Palestina

Israel menyetujui 18 wilayah yurisdiksi pemukiman di Tepi Barat

Tanggal asli: 26 Agustus 2026 02:15 Sumber: Palestine Information Center - English
Israel menyetujui 18 wilayah yurisdiksi pemukiman di Tepi Barat

Otoritas pendudukan Israel telah menyetujui 18 wilayah yurisdiksi pemukiman baru dan yang diubah di Tepi Barat yang diduduki, membuka jalan bagi perluasan pemukiman dan pendirian pos-pos tambahan, ungkap Komisi Kolonisasi dan Perlawanan Tembok pada hari Selasa.

Dalam sebuah pernyataan, komisi tersebut mengatakan bahwa paket tersebut mencakup wilayah yurisdiksi untuk permukiman baru yang disetujui oleh kabinet Israel, wilayah lain yang dimaksudkan untuk mengubah pos-pos permukiman menjadi permukiman independen, serta amandemen dan perluasan wilayah yurisdiksi permukiman dan dewan permukiman yang ada.

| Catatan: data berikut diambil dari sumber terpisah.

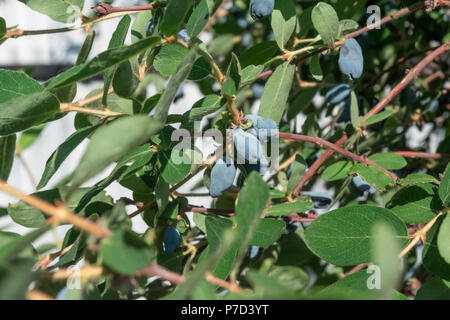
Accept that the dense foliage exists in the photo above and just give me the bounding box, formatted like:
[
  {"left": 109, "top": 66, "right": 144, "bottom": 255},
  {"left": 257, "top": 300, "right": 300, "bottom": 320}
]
[{"left": 0, "top": 0, "right": 450, "bottom": 299}]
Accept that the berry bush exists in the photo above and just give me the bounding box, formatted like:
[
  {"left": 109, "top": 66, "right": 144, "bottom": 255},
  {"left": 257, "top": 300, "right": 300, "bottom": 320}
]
[{"left": 0, "top": 0, "right": 450, "bottom": 299}]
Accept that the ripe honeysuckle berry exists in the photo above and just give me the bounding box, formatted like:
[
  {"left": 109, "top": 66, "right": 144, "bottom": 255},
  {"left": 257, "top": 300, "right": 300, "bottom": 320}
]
[
  {"left": 339, "top": 38, "right": 364, "bottom": 80},
  {"left": 233, "top": 127, "right": 263, "bottom": 164},
  {"left": 178, "top": 29, "right": 191, "bottom": 42},
  {"left": 244, "top": 114, "right": 262, "bottom": 129},
  {"left": 209, "top": 157, "right": 236, "bottom": 197},
  {"left": 250, "top": 0, "right": 275, "bottom": 20},
  {"left": 252, "top": 83, "right": 264, "bottom": 99},
  {"left": 325, "top": 83, "right": 352, "bottom": 104},
  {"left": 302, "top": 191, "right": 333, "bottom": 209},
  {"left": 336, "top": 97, "right": 351, "bottom": 122},
  {"left": 256, "top": 119, "right": 278, "bottom": 142},
  {"left": 247, "top": 246, "right": 259, "bottom": 259},
  {"left": 164, "top": 227, "right": 181, "bottom": 253},
  {"left": 349, "top": 175, "right": 377, "bottom": 196},
  {"left": 146, "top": 18, "right": 155, "bottom": 37}
]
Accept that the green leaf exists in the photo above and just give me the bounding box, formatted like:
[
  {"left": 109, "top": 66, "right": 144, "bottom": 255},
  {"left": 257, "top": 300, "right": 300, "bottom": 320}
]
[
  {"left": 258, "top": 62, "right": 295, "bottom": 123},
  {"left": 102, "top": 16, "right": 131, "bottom": 106},
  {"left": 239, "top": 41, "right": 279, "bottom": 68},
  {"left": 416, "top": 276, "right": 450, "bottom": 300},
  {"left": 437, "top": 213, "right": 450, "bottom": 264},
  {"left": 131, "top": 10, "right": 153, "bottom": 43},
  {"left": 316, "top": 270, "right": 406, "bottom": 300},
  {"left": 155, "top": 46, "right": 197, "bottom": 123},
  {"left": 37, "top": 126, "right": 97, "bottom": 189},
  {"left": 113, "top": 57, "right": 140, "bottom": 98},
  {"left": 0, "top": 69, "right": 44, "bottom": 103},
  {"left": 400, "top": 173, "right": 439, "bottom": 186},
  {"left": 0, "top": 258, "right": 36, "bottom": 300},
  {"left": 350, "top": 90, "right": 362, "bottom": 129},
  {"left": 276, "top": 225, "right": 314, "bottom": 266},
  {"left": 422, "top": 216, "right": 450, "bottom": 281},
  {"left": 153, "top": 44, "right": 189, "bottom": 76},
  {"left": 17, "top": 123, "right": 45, "bottom": 151},
  {"left": 205, "top": 216, "right": 238, "bottom": 279},
  {"left": 365, "top": 109, "right": 395, "bottom": 126},
  {"left": 386, "top": 183, "right": 442, "bottom": 223},
  {"left": 188, "top": 57, "right": 211, "bottom": 81},
  {"left": 287, "top": 87, "right": 317, "bottom": 120},
  {"left": 75, "top": 28, "right": 95, "bottom": 65},
  {"left": 246, "top": 270, "right": 300, "bottom": 300},
  {"left": 0, "top": 91, "right": 59, "bottom": 135},
  {"left": 309, "top": 55, "right": 323, "bottom": 81},
  {"left": 439, "top": 163, "right": 450, "bottom": 207},
  {"left": 99, "top": 230, "right": 155, "bottom": 275},
  {"left": 48, "top": 37, "right": 160, "bottom": 89},
  {"left": 305, "top": 205, "right": 408, "bottom": 266},
  {"left": 181, "top": 94, "right": 226, "bottom": 128},
  {"left": 311, "top": 2, "right": 339, "bottom": 46},
  {"left": 186, "top": 0, "right": 214, "bottom": 38},
  {"left": 222, "top": 53, "right": 242, "bottom": 98},
  {"left": 271, "top": 0, "right": 297, "bottom": 49},
  {"left": 349, "top": 163, "right": 395, "bottom": 191},
  {"left": 241, "top": 65, "right": 264, "bottom": 87},
  {"left": 266, "top": 197, "right": 314, "bottom": 216},
  {"left": 0, "top": 134, "right": 16, "bottom": 181},
  {"left": 19, "top": 0, "right": 84, "bottom": 23},
  {"left": 338, "top": 19, "right": 359, "bottom": 38},
  {"left": 250, "top": 219, "right": 286, "bottom": 248},
  {"left": 72, "top": 115, "right": 162, "bottom": 188},
  {"left": 369, "top": 152, "right": 407, "bottom": 170},
  {"left": 161, "top": 0, "right": 193, "bottom": 37},
  {"left": 322, "top": 161, "right": 353, "bottom": 181},
  {"left": 8, "top": 187, "right": 111, "bottom": 228},
  {"left": 0, "top": 17, "right": 6, "bottom": 39},
  {"left": 158, "top": 149, "right": 193, "bottom": 184}
]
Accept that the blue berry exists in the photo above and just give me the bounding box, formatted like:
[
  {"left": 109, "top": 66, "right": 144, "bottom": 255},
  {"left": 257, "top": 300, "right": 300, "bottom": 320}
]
[
  {"left": 250, "top": 0, "right": 275, "bottom": 20},
  {"left": 255, "top": 119, "right": 278, "bottom": 141},
  {"left": 233, "top": 127, "right": 263, "bottom": 164},
  {"left": 209, "top": 157, "right": 236, "bottom": 197},
  {"left": 252, "top": 83, "right": 264, "bottom": 99},
  {"left": 349, "top": 175, "right": 377, "bottom": 196},
  {"left": 147, "top": 18, "right": 155, "bottom": 37},
  {"left": 164, "top": 227, "right": 181, "bottom": 253},
  {"left": 302, "top": 191, "right": 333, "bottom": 209},
  {"left": 244, "top": 114, "right": 262, "bottom": 128},
  {"left": 339, "top": 38, "right": 364, "bottom": 80},
  {"left": 178, "top": 29, "right": 191, "bottom": 42},
  {"left": 247, "top": 246, "right": 259, "bottom": 259},
  {"left": 325, "top": 83, "right": 352, "bottom": 104}
]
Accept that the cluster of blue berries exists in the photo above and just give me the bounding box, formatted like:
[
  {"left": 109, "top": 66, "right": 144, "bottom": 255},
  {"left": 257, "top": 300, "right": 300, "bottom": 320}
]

Menurut pernyataan itu, menyetujui wilayah yurisdiksi mendefinisikan wilayah geografis di mana pemukiman atau dewan pemukiman menjalankan otoritas administratif dan kota. Keputusan tersebut tidak dengan sendirinya menyita kepemilikan tanah atau segera mengizinkan pembangunan, namun menetapkan dasar administratif dan perencanaan untuk perluasan di masa depan dengan mengubah tanah di dalam kawasan yang ditentukan menjadi cadangan perencanaan untuk pemukiman.

Komisi tersebut mengatakan bahwa langkah tersebut memungkinkan persiapan rencana induk dan rencana rinci yang baru, perluasan jaringan jalan, air, listrik dan saluran pembuangan limbah, alokasi pendanaan pemerintah, dan pada akhirnya penerbitan tender dan dimulainya konstruksi.

Mengenai tanah milik warga Palestina yang terkena dampak tindakan tersebut, komisi tersebut mengatakan bahwa memasukkan atau mengelilingi tanah tersebut ke dalam wilayah yurisdiksi pemukiman, bahkan tanpa secara otomatis menghilangkan kepemilikan warga Palestina, akan membuat tanah tersebut semakin mendapat tekanan administratif dan perencanaan serta membatasi konstruksi, pertanian, akses dan pembangunan warga Palestina.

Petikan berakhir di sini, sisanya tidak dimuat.